Last week, I was listening in as a senior Met officer suggested that they could think of no other organisation in the UK that is the subject of headline scrutiny as frequently as the Police Service.
‘Every day except Christmas day,’ they remarked.
Policing is being tested and challenged – invariably in the public domain – as never before.
Rightly so, you might say.
It set me thinking about my time working for Sir John Stevens – when he was Commissioner of the Met.
One afternoon, he walked into the office and asked my colleague and I to draw up a list of the institutions and individuals to whom, in one way or another, he was accountable.
I suspect he wanted to make a point.
I don’t have the original paperwork – but, written today, the running order looks something like this:
• The Queen
• The Home Affairs Select Committee
• The Home Secretary
• The Shadow Home Secretary
• The Policing Minister
• The Shadow Policing Minister
• The College of Policing
• Her Majesty’s Inspectorate of Constabularies
• The Independent Police Complaints Commission
• Police & Crime Commissioners (the Mayor’s Office for Policing & Crime in London)
• The Judiciary
• The Media
• Independent Advisory Groups
• Community Police Consultative Groups
• Neighbourhood Policing Panels
• Stop & Search Monitoring Groups
• Independent Custody Visitors
• Community Safety Partnerships
• Independent Safeguarding Children Boards
• Independent Safeguarding Adult Boards
• The Surveillance Commissioner
• The Information Commissioner
• The Audit Commission
• Public Inquiries (e.g. the Stephen Lawrence Inquiry)
• Independent Inquiries (e.g. the Inquiry into undercover policing)
• The Police Federation
• The Police Superintendents Association
• Police Staff Unions
• The National Police Chiefs Council
• Internal Staff Associations
• Victims of crime and their families
• The Great British Public: the people we serve
(Personal view – it surely has to be those last two groups who matter most.)

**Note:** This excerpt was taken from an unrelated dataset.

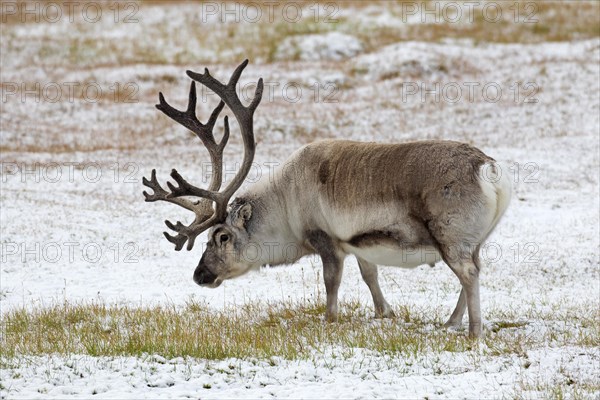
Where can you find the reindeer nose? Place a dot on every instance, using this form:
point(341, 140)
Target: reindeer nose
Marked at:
point(202, 276)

It’s quite a list – particularly when you consider the fact that I’m almost certainly missing some names.
And here’s the thing…
They all have their own views about policing: about who we are, about what motivates us – and about what it is that we are here to do.
And they don’t all agree with one another.
Some are for us and some are against us; some consider that we need to reform in one way and some have a preference for a different way – some would pull us in one direction and some would push us in another. Some believe in us and some are deeply suspicious of us; some are relentlessly critical and some are more supportive.
But they all have a view.
And, as the wise old sage once suggested, it’s difficult to please all the people all the time.